Selon des témoins cités par l’agence palestinienne WAFA, Alaa Khaled Subaih faisait partie d’un groupe de jeunes du village venus faire face à une attaque de colons. Des affrontements ont ensuite éclaté à proximité de l’installation. Un tir aurait été ouvert par l’un des colons, blessant grièvement le jeune homme, qui a succombé à ses blessures après son transfert à l’hôpital. Un civil palestinien et un civil israélien ont également été blessés et évacués.
L’armée israélienne affirme être intervenue pour disperser les affrontements. Elle précise que l’auteur des tirs serait un soldat hors service présent parmi les colons — une qualification régulièrement utilisée pour désigner certains habitants des implantations en Cisjordanie, souvent également réservistes et armés même hors service. Une enquête doit être ouverte, selon l’institution militaire.

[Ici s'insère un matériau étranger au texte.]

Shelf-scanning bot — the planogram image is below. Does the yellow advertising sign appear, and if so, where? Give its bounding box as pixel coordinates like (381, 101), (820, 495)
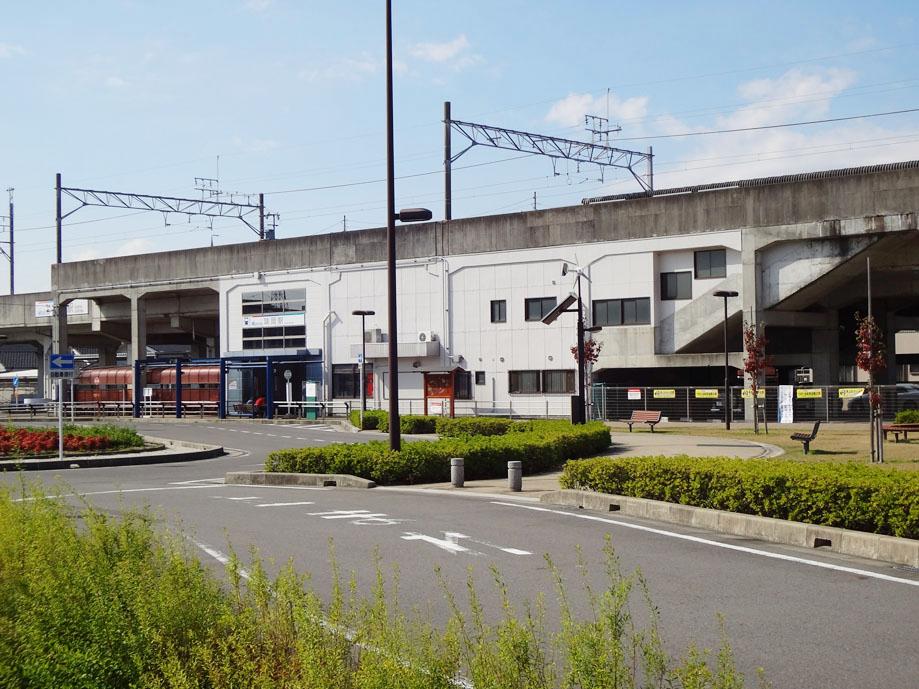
(837, 388), (864, 400)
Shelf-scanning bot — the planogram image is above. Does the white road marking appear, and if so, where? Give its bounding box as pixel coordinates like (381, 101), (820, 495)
(256, 501), (315, 507)
(169, 478), (223, 486)
(492, 501), (919, 586)
(402, 531), (469, 554)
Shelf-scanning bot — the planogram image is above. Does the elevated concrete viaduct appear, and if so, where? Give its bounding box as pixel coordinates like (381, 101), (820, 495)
(0, 161), (919, 406)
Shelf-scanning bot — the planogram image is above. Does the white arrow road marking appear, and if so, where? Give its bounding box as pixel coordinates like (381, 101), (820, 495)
(444, 531), (533, 555)
(256, 502), (314, 507)
(402, 531), (470, 554)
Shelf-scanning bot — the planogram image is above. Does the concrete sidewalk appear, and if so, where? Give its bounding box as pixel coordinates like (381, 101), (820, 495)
(413, 430), (783, 498)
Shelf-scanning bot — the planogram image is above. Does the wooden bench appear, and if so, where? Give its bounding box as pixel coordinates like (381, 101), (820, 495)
(791, 421), (820, 454)
(881, 423), (919, 443)
(623, 409), (661, 433)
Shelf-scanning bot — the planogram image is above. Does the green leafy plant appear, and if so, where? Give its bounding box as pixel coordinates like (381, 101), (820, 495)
(265, 421), (610, 484)
(559, 455), (919, 538)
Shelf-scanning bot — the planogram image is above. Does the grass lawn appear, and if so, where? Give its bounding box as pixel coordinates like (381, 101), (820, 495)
(610, 422), (919, 471)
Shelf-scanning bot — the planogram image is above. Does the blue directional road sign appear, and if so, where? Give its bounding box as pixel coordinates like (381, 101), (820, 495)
(48, 354), (76, 378)
(48, 354), (73, 371)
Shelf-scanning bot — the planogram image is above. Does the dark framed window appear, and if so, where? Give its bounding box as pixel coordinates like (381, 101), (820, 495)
(661, 270), (692, 301)
(507, 371), (542, 395)
(593, 297), (651, 325)
(453, 371), (472, 400)
(695, 249), (727, 280)
(542, 369), (574, 394)
(523, 297), (557, 321)
(491, 299), (507, 323)
(332, 363), (373, 400)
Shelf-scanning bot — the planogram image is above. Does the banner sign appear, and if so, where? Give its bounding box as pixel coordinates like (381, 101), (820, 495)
(837, 388), (865, 400)
(779, 385), (795, 423)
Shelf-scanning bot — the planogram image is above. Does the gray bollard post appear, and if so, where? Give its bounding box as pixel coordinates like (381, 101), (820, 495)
(507, 462), (523, 493)
(450, 457), (465, 488)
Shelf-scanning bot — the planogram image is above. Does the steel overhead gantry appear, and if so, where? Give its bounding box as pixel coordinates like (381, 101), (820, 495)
(55, 173), (274, 263)
(444, 101), (654, 220)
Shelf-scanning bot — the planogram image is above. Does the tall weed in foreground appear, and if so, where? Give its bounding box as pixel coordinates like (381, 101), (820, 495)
(0, 490), (764, 689)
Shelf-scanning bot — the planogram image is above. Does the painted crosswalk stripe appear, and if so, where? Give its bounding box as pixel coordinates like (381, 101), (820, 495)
(256, 501), (314, 507)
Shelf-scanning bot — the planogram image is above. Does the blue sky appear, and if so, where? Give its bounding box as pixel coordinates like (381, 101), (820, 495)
(0, 0), (919, 293)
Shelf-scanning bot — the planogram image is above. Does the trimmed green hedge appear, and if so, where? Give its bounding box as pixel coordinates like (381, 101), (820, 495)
(436, 416), (515, 437)
(894, 409), (919, 423)
(560, 455), (919, 538)
(348, 409), (440, 433)
(265, 422), (610, 484)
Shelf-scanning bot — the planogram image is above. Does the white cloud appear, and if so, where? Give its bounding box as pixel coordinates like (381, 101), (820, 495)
(408, 34), (485, 72)
(409, 34), (469, 62)
(546, 93), (648, 127)
(297, 55), (381, 83)
(0, 43), (26, 60)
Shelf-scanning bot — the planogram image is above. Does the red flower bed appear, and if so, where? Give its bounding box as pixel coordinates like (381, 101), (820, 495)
(0, 428), (110, 457)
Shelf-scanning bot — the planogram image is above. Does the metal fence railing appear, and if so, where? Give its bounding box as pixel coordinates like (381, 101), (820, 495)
(591, 384), (919, 423)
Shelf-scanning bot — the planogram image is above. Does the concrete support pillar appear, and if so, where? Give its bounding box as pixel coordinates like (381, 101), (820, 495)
(878, 311), (898, 385)
(128, 294), (147, 364)
(97, 344), (118, 366)
(811, 311), (839, 385)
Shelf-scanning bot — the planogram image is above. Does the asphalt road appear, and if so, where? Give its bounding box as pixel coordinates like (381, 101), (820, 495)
(3, 422), (919, 689)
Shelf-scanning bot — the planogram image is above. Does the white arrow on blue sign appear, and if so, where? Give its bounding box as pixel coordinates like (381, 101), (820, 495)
(48, 354), (73, 371)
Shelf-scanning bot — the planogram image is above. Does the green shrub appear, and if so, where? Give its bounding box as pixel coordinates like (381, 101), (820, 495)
(894, 409), (919, 423)
(348, 409), (389, 433)
(265, 422), (610, 484)
(399, 414), (440, 433)
(560, 455), (919, 538)
(437, 416), (514, 437)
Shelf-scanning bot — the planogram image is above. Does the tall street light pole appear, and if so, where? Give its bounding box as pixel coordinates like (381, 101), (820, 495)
(351, 309), (376, 430)
(386, 0), (433, 450)
(714, 289), (740, 431)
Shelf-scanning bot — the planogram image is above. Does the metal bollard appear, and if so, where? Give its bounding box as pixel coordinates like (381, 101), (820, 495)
(450, 457), (465, 488)
(507, 462), (523, 493)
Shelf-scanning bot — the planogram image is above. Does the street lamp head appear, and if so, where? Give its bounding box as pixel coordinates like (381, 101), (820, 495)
(396, 208), (434, 222)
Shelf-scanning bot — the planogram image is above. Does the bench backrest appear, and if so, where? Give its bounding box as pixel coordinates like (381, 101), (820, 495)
(631, 409), (661, 421)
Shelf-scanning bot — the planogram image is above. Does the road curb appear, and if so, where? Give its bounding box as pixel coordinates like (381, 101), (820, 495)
(0, 435), (226, 472)
(224, 471), (377, 488)
(539, 490), (919, 567)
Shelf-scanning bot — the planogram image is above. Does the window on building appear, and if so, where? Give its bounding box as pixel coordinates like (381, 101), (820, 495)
(242, 289), (306, 349)
(491, 299), (507, 323)
(507, 371), (541, 395)
(332, 363), (373, 400)
(593, 297), (651, 325)
(523, 297), (556, 321)
(453, 371), (472, 400)
(661, 270), (692, 301)
(696, 249), (727, 280)
(542, 369), (574, 394)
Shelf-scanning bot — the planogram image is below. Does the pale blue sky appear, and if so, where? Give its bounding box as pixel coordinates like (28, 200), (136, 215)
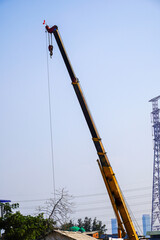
(0, 0), (160, 232)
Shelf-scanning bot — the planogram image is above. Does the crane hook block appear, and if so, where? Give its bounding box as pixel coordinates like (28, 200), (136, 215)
(48, 45), (53, 57)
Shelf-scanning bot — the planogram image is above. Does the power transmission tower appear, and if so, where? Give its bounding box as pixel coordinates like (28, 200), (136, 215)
(149, 96), (160, 231)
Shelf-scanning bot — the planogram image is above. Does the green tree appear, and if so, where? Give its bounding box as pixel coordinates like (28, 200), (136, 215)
(60, 220), (74, 231)
(61, 217), (107, 234)
(0, 203), (54, 240)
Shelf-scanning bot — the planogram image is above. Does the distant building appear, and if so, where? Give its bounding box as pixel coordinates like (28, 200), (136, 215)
(111, 218), (118, 234)
(142, 214), (151, 236)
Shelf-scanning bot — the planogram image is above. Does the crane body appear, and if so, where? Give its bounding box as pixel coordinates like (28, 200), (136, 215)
(46, 25), (138, 240)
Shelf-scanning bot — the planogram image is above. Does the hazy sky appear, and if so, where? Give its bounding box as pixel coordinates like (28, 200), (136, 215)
(0, 0), (160, 233)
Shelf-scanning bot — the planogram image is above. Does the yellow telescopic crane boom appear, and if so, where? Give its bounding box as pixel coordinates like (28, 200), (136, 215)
(46, 25), (138, 240)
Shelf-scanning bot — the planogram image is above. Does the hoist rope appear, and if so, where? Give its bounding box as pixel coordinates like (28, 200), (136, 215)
(46, 33), (56, 198)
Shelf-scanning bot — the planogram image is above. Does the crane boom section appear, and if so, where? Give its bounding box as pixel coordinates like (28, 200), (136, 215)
(46, 26), (138, 240)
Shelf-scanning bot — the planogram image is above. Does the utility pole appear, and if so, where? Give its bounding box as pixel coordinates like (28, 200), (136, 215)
(149, 96), (160, 231)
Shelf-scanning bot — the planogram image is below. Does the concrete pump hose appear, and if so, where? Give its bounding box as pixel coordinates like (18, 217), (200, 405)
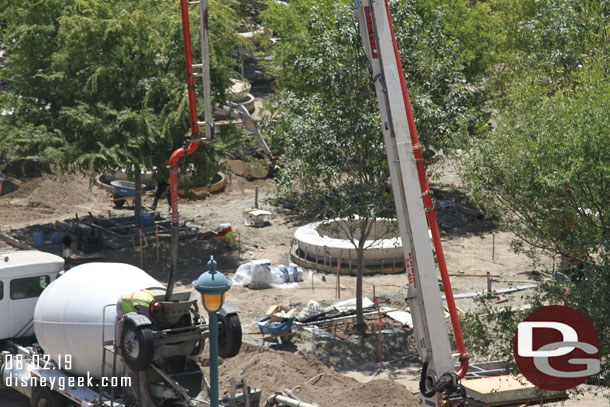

Mort d’un Palestinien : une zone en proie à une recrudescence des violences
Cet incident s’inscrit dans un contexte de tensions accrues dans le nord de la Cisjordanie, notamment dans le gouvernorat de Tubas, où les violences se multiplient depuis plusieurs semaines.
Le mois dernier, un couple et deux de leurs enfants ont été tués par des tirs attribués aux forces israéliennes dans la même région. Plus récemment, une équipe de journalistes de CNN a été empêchée de poursuivre un reportage sur les avant-postes illégaux. L’un des reporters aurait été agressé par un militaire israélien, un incident condamné par l’Association de la presse étrangère, qui évoque également des détentions temporaires de journalistes et de civils présents sur place.
Selon les données des Nations unies, 103 Palestiniens ont été tués dans le gouvernorat de Tubas depuis le 7 octobre 2023, et plus d’un millier dans l’ensemble de la Cisjordanie occupée. L’ONU indique par ailleurs que plus de la moitié des travailleurs humanitaires tués dans le monde depuis 2023 ont trouvé la mort à Gaza et en Cisjordanie.
Dans ce climat, plusieurs réservistes israéliens ont récemment alerté sur une porosité croissante entre soldats et colons dans les avant-postes. Une inquiétude relayée jusqu’au sommet de la hiérarchie militaire, où le chef d’état-major évoque une « minorité menaçante » dont les actions compliquent, selon lui, la gestion sécuritaire globale.